Michigan confirms first known human case of hantavirus

The state of Michigan says it has confirmed the first case of hantavirus, a disease passed from rodents to humans, in a woman who was cleaning a vacant home in Washtenaw County.

According to the Michigan Department of Health and Human Services (MDHHS), the state's first confirmed human case of Sin Nombre hantavirus was detected in the state. The MDHHS said the woman who tested positive was likely exposed when she was cleaning an unoccupied dwelling that had signs of an active rodent infestation.

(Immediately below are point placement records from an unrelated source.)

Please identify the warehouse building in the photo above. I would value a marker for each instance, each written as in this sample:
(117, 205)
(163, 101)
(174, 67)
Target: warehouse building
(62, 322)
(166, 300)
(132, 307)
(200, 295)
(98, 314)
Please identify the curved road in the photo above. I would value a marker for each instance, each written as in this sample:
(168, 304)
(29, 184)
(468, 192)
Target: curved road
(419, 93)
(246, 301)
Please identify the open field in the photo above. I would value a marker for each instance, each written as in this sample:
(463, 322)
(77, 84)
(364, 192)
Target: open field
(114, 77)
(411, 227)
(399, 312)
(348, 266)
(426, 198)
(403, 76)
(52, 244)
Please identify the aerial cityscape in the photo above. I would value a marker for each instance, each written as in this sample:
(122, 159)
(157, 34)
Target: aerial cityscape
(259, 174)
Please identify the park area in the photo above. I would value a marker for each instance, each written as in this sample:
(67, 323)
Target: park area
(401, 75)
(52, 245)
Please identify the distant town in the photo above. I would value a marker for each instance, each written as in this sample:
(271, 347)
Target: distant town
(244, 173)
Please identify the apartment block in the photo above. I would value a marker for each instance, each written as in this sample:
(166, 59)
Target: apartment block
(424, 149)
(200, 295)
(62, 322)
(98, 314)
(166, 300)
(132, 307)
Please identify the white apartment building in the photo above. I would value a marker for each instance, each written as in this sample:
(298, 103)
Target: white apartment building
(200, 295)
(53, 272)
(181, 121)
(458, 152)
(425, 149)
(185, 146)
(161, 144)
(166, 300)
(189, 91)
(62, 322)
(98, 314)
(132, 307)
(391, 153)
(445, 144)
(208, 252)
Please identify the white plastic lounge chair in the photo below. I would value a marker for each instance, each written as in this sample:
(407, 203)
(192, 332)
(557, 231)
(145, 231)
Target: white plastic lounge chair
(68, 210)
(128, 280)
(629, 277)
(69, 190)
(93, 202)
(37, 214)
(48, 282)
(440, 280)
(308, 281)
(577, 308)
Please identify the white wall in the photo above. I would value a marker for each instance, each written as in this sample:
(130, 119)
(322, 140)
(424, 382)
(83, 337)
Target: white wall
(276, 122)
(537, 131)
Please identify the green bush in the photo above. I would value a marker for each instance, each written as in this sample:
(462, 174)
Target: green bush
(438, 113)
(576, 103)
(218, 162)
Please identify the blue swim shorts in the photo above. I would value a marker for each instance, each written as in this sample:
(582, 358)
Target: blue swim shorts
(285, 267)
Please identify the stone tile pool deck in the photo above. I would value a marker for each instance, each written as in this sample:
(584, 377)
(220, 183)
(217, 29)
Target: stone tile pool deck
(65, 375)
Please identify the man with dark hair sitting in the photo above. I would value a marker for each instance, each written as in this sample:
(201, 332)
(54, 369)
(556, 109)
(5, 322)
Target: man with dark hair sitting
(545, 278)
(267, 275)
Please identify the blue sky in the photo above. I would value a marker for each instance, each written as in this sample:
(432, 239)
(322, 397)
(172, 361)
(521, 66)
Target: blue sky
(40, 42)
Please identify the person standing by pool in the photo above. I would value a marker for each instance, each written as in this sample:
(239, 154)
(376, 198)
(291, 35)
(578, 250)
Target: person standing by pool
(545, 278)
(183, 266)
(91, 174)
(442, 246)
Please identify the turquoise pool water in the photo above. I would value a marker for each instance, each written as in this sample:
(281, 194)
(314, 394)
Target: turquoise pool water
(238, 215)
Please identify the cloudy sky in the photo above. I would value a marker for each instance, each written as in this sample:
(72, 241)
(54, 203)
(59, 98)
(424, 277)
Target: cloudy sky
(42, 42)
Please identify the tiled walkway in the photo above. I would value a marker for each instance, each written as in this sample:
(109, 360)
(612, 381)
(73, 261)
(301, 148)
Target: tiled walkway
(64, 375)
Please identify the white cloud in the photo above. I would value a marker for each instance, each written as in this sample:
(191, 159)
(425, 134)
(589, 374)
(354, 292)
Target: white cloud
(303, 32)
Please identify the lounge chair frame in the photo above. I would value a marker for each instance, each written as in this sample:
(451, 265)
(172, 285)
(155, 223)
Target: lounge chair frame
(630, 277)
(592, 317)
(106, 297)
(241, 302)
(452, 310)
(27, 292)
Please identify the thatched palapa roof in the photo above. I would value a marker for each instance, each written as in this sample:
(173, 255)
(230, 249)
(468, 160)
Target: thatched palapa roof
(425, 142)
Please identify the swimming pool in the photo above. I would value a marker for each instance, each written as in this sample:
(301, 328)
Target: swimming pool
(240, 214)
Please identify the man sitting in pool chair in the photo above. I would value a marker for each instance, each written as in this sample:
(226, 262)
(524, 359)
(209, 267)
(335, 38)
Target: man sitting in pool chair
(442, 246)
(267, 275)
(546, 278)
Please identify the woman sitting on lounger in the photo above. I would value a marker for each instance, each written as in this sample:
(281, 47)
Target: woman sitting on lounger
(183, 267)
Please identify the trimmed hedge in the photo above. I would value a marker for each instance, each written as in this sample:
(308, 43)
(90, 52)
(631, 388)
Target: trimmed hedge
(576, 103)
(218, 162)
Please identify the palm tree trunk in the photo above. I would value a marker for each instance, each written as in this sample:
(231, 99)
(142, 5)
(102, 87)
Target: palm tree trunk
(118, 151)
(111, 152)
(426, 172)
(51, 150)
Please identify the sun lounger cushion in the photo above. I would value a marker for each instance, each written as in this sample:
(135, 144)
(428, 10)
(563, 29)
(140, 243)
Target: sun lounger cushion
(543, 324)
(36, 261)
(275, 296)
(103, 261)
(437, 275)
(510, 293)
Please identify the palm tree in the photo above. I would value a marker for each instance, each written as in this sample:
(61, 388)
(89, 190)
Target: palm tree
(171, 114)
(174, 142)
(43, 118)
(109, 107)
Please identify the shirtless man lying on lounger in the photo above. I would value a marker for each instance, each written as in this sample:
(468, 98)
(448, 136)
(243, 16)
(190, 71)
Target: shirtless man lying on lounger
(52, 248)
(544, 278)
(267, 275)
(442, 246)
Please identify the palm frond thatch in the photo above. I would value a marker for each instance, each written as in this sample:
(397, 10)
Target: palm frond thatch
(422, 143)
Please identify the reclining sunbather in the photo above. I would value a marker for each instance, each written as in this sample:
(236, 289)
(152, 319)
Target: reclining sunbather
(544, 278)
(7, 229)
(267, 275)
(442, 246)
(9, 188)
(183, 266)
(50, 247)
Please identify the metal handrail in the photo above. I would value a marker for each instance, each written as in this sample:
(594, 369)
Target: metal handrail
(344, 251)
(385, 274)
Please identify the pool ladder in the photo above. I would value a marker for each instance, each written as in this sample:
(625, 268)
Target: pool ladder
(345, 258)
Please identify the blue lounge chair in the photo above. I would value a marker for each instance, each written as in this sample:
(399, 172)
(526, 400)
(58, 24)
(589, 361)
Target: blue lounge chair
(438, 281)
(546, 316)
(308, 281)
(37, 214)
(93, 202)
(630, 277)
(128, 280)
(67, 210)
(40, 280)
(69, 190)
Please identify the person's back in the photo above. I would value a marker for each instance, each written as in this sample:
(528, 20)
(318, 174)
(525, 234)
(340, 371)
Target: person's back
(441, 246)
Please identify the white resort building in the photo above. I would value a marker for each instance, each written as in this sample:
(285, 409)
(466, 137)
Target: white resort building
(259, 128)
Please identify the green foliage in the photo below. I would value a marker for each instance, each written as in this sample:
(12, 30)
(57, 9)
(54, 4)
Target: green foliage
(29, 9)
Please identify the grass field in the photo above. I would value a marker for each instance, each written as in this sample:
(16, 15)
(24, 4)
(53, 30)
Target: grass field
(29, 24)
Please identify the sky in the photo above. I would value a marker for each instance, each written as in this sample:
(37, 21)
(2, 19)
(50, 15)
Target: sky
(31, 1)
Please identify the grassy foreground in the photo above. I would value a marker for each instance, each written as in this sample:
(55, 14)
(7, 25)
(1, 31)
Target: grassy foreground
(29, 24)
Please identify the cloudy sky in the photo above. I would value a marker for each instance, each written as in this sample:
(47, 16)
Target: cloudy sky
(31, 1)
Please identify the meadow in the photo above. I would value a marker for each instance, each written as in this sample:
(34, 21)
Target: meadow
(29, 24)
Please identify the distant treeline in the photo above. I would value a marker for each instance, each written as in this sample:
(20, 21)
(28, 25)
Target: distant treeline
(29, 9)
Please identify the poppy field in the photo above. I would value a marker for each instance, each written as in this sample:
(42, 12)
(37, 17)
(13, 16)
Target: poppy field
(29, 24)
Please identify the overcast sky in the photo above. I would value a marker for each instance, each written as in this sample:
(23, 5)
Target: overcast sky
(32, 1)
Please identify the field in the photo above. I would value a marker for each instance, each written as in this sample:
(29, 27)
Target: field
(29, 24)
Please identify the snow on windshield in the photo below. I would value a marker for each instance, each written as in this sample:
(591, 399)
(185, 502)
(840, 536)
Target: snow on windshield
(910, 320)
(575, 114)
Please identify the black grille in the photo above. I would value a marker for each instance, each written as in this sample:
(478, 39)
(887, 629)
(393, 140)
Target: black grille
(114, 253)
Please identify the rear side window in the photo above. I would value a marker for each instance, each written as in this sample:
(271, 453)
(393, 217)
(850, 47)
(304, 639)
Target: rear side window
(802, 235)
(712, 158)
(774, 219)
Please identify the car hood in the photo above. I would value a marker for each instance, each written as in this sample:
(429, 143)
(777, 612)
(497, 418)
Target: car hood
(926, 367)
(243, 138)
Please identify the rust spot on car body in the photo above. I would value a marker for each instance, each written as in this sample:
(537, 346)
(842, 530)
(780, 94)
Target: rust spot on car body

The Sin Nombre virus is spread by the deer mouse and white-footed mouse.

Hantavirus was first found in the southwest part of the United States in 1993. The virus causes the hantavirus pulmonary syndrome (HPS) and, since it was first discovered, has been found to infect people throughout the United States and Americas.

The MDHHS said the woman was hospitalized with a serious pulmonary illness but did not state her current condition.

Rodents carry hantavirus and humans are infected when freshly dried contaminated droppings is disturbed and inhaled. It then enters the skin or on mucous membranes when drinking or eating. It can also be transmitted by bites from rodents. The highest risk of exposure happens when entering or cleaning rodent-infested structures.

"HPS is caused by some strains of hantavirus and is a rare but severe and sometimes fatal respiratory disease that can occur one to five weeks after a person has exposure to fresh urine, droppings or saliva from infected rodents," said Dr. Joneigh Khaldun, chief medical executive and chief deputy for health at MDHHS. "Anyone who comes into contact with rodents that carry hantavirus is at risk for HPS and healthcare providers with a suspect case of hantavirus should contact their local health department to report the case and discuss options for confirmatory testing."

There is no evidence that hantavirus can be passed person-to-person.

Symptoms of HPS can include fever, chills, body aches, headache and gastro-intestinal signs such as nausea, vomiting, diarrhea and abdominal pain. The illness can progress to include coughing and shortness of breath. 

It has a fatality rate of 40%.

How to prevent spreading Hantavirus

Because hantavirus spreads in mouse and rat urine and droppings, you should wear rubber or plastic gloves when cleaning up after signs of a possible rodent infestation.

You should also spray the droppings with a disinfectant or mixture of bleach and water. Get them VERY wet and let them soak for 5 minutes. Then use a paper towel to wipe them up and throw it in the garbage. Then seal the trash bag and put it in another trash bag and dispose of it in a trash can that is regularly emptied.

DO NOT sweep or vacuum mouse or rate urine, droppings, or nrests. This sends virus particles into the air where it's more like to be breathed in.

Once you're done cleaning up, wash your gloved hands with water or spray them with a disinfectant. Then take them off and throw them away. Then wash your hands with soap and water again.

"We can prevent and reduce the risk of hantavirus infection by taking precautions and being alert to the possibility of it," says Dr. Juan Luis Marquez, medical director with Washtenaw County Health Department. "Use rubber, latex, vinyl or nitrile gloves when cleaning areas with rodent infestations, ventilate areas for at least 30 minutes before working, and make sure to wet areas thoroughly with a disinfectant or chlorine solution before cleaning."

Hantaviruses are viruses and are susceptible to most disinfectants (diluted chlorine solutions, detergents, general purpose household disinfectants including those based on phenols, quaternary ammonium compounds and hypochlorite). Depending on environmental conditions, these viruses probably survive less than one week in indoor environments and much shorter periods (hours) when exposed to sunlight outdoors. Special precautions should be taken when cleaning up after rodents. In cases of heavy rodent infestation, it is recommended to consult with a pest-control professional.

How is Hantavirus different from Coronavirus?

The signs and symptoms of both the Hantavirus and Coronavirus (COVID-19) are the very similar - fever, fatigue, coughing, shortness of breath, and muscle pains - are all the most common symptoms of both viruses. They both also have similar additional symptoms including headaches and vomiting and diarrhea. 

But additional symptoms of the hantavirus include dizziness, chills, nausea, and abdominal pain.

The incubation of hantavirus is much longer at 7 to 60 days.

Unlike COVID-19, Hantavirus cannot be transmitted person-to-person.

On average, there are about 20 to 40 cases of hantavirus in the U.S., typically in the west portion of the country. Cases are reported year-round but typically peak in the spring and summer months.